So far I've had some success using this formula:
CALCULATE(LASTNONBLANK(Changelog[ChangeValue];Changelog[ChangeValue]);FILTER(ALL(CALENDAR);CALENDAR[ID]<=MAX(CALENDAR[ID])))
But it's pretty slow (filter on Calendar table for each date takes time I suspect), and it does not utilize ChangeID to identify the latest change (instead I get the largest ChangeValue).
Is there any way to enforce sorting according to ChangeID? Or a better way to construct the data?
Solved! Go to Solution.
Another day of tinkering and lot's of Google-fu, and I've come up with a much more workable solution.
As mentioned in my previous post, using calculate together with ALL(calendar) creates a pretty hefty workload for each date that is to be calculated. The solution to this was to replace the FILTER function with CROSSFILTER to work around relationship based filtering. The final Measure I came up with was this:
Lookup Measure = VAR MaxDate = MAX(CALENDAR[ID]) RETURN CALCULATE( LOOKUPVALUE( Changelog[VALUE]; Changelog[ID]; MAX(Changelog[ID] ); Changelog[Datekey]<=MaxDate; CROSSFILTER(Calendar[ID];Changelog[Datekey];None) )
The second problem was aggregation over multiple items as the[Lookup Measure] needs to be evaluated for each item and then summed to get the correct sum.

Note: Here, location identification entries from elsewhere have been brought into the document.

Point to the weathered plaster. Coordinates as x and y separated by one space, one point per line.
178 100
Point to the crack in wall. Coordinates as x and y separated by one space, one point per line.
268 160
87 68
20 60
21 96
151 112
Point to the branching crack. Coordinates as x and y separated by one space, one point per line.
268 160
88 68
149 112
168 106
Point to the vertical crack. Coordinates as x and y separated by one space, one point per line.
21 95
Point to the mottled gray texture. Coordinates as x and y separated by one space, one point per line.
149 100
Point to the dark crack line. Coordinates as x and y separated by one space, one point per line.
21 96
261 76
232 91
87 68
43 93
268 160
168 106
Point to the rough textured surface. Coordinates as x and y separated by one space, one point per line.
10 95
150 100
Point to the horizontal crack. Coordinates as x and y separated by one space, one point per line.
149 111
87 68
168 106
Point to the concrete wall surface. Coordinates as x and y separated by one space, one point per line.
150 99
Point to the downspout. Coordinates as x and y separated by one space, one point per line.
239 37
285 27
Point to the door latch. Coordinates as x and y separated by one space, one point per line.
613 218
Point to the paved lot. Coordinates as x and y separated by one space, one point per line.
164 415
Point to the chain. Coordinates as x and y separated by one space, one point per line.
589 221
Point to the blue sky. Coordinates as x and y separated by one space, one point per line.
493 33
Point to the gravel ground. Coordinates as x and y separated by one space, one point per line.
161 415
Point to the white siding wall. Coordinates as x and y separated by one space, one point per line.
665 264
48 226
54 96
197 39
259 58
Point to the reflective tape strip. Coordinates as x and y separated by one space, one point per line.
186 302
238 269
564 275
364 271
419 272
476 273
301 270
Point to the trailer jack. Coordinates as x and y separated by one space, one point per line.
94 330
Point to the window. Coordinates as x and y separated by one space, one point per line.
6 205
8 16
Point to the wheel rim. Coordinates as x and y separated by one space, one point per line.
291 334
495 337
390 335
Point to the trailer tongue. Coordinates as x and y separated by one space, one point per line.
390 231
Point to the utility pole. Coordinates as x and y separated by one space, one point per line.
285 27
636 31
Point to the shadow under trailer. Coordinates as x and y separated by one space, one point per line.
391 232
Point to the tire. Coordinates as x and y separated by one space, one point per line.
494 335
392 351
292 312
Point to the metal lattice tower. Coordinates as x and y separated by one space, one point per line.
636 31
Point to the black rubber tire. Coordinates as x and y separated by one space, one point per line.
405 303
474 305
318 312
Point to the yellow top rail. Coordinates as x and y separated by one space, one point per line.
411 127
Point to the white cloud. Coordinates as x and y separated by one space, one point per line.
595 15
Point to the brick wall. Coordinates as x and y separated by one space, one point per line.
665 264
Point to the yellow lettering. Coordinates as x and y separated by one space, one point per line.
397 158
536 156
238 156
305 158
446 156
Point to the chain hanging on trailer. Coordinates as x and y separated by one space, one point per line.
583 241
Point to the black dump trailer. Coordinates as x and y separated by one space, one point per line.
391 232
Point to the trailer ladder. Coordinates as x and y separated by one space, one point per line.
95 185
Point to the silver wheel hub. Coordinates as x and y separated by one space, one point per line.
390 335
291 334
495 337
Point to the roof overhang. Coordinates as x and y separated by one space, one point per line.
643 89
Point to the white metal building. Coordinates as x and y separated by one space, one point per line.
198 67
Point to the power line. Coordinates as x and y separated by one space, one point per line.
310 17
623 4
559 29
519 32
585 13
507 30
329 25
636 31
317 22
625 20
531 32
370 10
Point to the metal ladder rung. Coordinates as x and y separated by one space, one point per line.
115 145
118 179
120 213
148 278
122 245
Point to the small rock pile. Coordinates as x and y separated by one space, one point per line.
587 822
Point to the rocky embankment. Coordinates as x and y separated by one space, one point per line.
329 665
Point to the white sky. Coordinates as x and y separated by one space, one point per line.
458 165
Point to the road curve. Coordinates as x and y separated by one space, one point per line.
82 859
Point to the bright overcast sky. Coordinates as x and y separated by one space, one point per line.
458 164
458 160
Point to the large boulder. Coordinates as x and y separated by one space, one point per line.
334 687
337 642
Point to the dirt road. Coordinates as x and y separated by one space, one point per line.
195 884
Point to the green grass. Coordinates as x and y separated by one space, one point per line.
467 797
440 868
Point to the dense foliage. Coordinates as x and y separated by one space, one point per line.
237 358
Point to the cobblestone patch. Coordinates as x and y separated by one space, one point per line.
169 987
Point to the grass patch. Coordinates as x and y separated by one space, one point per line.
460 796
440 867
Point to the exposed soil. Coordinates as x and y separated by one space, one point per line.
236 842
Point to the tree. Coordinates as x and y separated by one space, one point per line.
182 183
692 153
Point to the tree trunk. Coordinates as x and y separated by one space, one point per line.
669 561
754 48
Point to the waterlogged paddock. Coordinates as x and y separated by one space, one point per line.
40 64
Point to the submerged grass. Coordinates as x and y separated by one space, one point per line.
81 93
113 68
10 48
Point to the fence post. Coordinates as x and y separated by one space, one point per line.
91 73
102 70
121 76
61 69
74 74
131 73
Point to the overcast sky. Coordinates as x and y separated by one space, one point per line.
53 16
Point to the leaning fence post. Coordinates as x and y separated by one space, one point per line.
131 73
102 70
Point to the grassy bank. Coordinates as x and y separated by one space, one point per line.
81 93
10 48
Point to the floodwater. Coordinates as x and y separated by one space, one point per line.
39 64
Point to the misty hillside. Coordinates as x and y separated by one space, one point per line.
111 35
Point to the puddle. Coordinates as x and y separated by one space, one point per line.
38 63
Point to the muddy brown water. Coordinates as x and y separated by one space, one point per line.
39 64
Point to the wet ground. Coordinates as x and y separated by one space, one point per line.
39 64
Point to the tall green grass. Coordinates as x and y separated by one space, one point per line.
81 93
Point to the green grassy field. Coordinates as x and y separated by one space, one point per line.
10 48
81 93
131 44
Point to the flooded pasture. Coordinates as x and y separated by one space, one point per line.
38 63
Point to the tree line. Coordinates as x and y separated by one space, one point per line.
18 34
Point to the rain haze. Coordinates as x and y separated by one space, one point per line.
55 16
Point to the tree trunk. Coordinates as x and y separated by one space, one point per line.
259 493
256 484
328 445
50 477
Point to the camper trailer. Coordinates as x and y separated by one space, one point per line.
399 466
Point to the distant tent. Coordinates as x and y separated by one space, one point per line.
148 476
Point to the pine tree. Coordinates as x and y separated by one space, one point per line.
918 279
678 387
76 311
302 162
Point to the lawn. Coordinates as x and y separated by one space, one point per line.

This was pretty tricky, but I managed to get an aggregation measure working by using the GROUPBY() function:
Aggregation Measure = CALCULATE( SUMX( GROUPBY( ADDCOLUMNS( GROUPBY( Changelog; Changelog[ItemKey] ); "LATEST VALUE"; [Lookup Measure] ); Changelog[ItemKey]; "SUBGROUP SUM"; SUMX(CURRENTGROUP();[LATEST VALUE]) ); [SUBGROUP SUM] ); CROSSFILTER(CALENDAR[ID];Changelog[DateKey];None) )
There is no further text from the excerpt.